Pointing to the need to manage changing types of data being channeled into the data center, Yoshida said data volume, in general, is increasing at 66 percent CAGR (compound annual growth rate).

He noted it is more efficient to identify the various types of data being stored than to buy cheap boxes to store these data. "Buying more hardware simply adds to operational costs and datacenter sprawl but does not address the challenge of efficiently using available resources," said Yoshida.

For instance, he explained that "primary data", which is rising at 32 percent each year, is currently over-provisioned and the unused storage space is left unclaimed. This over-provisioning is compounded when copies of the primary data are created and the same amount of unused storage space is replicated. This creates a multiplier effect of increasing unused storage space, he said.

Having better insight to the types of data would allow IT administrators to recognize which data belongs in "tier 1" of the company's storage space, while less important information such as "unstructured and replicated" content can either be channeled to "tier 2 or 3" storage boxes or archived in the backend to free up storage space, he noted.

Yoshida also described a "perfect storm" of factors brewing in the server world, all of which affect the storage market in which the company plays. He outlined three factors responsible for the "storm": more powerful and efficient Intel architectures such as "multicores, simultaneous multi-threading and level three cache", the introduction of hypervisors that allow multiple virtual machines to operate in one file system and which result in I/Os having to scale rapidly, and the increased bandwidth between servers and storage to handle the data explosion.

As a result, storage vendors such as HDS will need to offer the ability to dynamically provision and support these changes in the server space, he said.

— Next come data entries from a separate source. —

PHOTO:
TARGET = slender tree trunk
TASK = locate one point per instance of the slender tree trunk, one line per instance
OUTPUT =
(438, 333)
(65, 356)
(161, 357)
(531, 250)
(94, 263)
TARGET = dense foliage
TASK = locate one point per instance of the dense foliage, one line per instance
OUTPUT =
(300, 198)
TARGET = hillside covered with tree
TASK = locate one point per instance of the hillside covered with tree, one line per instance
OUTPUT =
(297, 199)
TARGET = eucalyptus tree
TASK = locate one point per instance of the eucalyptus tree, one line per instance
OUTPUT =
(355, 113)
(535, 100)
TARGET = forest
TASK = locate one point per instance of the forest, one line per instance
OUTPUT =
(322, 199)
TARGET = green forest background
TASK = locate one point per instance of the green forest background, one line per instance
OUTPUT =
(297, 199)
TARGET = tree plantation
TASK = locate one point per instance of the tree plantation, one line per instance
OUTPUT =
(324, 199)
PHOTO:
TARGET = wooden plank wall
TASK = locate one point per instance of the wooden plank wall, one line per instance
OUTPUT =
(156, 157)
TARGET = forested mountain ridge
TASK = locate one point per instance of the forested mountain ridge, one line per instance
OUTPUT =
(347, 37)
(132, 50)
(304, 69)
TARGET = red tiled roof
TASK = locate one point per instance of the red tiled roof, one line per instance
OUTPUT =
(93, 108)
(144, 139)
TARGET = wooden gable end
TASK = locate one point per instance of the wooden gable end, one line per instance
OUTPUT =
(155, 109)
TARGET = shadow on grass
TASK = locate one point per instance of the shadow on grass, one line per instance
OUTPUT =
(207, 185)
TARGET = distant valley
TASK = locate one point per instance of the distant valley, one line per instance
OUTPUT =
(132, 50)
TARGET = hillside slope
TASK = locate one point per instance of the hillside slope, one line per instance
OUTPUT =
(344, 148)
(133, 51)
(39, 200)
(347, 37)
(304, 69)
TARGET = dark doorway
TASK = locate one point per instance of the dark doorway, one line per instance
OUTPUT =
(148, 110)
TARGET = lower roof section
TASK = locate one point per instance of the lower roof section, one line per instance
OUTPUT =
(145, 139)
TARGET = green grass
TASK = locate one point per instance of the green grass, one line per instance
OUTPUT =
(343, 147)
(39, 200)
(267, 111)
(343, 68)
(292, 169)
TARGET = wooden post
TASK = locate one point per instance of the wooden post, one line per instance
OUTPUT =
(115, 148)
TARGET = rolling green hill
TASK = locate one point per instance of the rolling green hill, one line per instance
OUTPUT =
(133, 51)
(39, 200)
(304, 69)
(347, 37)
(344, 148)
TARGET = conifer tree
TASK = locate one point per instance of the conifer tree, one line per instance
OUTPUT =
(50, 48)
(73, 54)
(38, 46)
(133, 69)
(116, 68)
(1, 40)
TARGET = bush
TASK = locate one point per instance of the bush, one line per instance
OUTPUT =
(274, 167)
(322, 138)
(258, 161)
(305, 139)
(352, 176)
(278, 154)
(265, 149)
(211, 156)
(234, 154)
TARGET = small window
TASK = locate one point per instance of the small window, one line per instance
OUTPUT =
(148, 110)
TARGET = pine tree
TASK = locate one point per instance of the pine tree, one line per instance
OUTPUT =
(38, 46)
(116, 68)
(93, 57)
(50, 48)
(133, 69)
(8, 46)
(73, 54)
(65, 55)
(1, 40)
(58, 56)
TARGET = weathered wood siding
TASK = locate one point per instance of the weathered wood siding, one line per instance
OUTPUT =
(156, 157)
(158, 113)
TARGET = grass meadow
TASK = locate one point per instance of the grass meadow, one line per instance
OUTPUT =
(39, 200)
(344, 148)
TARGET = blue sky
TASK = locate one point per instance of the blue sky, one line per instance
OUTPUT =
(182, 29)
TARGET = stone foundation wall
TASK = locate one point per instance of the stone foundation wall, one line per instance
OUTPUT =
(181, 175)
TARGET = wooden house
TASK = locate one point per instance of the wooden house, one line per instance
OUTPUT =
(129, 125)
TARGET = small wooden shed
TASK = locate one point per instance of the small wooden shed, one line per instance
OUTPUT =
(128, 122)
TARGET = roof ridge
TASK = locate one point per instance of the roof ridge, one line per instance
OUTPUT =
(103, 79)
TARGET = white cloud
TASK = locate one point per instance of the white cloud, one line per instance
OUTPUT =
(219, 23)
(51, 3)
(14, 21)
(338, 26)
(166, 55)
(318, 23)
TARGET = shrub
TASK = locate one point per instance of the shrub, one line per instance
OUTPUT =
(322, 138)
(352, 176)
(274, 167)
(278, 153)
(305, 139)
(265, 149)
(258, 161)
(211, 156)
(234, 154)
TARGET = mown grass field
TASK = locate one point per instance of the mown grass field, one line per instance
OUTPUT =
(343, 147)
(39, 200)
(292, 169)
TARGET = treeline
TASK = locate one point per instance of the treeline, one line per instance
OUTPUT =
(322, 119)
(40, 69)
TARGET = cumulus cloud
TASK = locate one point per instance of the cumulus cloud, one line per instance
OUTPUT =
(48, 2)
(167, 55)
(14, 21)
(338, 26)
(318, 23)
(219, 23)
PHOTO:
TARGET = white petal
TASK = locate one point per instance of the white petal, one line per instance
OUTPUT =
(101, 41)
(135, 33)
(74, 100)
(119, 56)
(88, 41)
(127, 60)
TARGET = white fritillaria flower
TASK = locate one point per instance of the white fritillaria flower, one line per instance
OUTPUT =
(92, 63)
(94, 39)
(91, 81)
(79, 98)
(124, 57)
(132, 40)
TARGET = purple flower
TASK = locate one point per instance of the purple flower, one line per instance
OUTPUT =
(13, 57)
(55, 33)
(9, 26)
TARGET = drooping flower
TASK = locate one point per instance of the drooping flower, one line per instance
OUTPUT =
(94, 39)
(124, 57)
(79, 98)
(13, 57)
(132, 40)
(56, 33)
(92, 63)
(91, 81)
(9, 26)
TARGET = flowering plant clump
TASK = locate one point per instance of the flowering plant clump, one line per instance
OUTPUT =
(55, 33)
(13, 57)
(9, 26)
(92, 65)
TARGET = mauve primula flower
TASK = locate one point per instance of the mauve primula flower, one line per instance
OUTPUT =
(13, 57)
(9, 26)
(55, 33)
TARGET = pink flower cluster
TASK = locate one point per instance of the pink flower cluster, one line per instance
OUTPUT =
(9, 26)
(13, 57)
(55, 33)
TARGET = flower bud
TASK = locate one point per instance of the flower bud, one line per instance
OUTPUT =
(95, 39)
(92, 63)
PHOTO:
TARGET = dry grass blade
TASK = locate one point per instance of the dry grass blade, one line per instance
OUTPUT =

However, he noted that its competitors are looking to "scale out" rather than "scale up" to deal with the increase data coming through the data center and changes in the server space.

Scaling out, he said, mean modular and cheap storage boxes are loosely linked by switches that comprise two controller nodes, making scaling up rapidly a problem. Even if one node is 90 percent utilized but the other node is only at 10 percent, it is not possible to balance out the workload between the nodes in these switches, he noted.

HDS is looking to solve the problem by scaling up, which entails "throwing in more cache, processors and disks" and tightly coupling these with a global cache system.

Yoshida explained: "What we are trying to do is create a virtual pool of resources that are easily accessible and can dynamically provision for today's datacenter environment." He added that users of such a system can still scale out by partitioning needed resources from the centralized pool.

Lack of time, awareness a problem
According to the CTO, it is not enough for IT administrators to understand these datacenter trends. "The financial people also need to understand 'storage economics' so that they don't just throw money at the problem," he said, adding that buying more hardware is only a short-term measure.

IT managers should also be freed up from the "backend grunt work" in order to be equipped with the skills needed to transform the data center as well as having the time to plan and better manage their projects, Yoshida said.

"This lack of time for IT professionals to be equipped is a vicious cycle as virtualization of the data center will still fail if they do not know how to implement the system in the long run," he cautioned. "I think enterprises are starting to realize they are headed for a train wreck if they don't address this problem."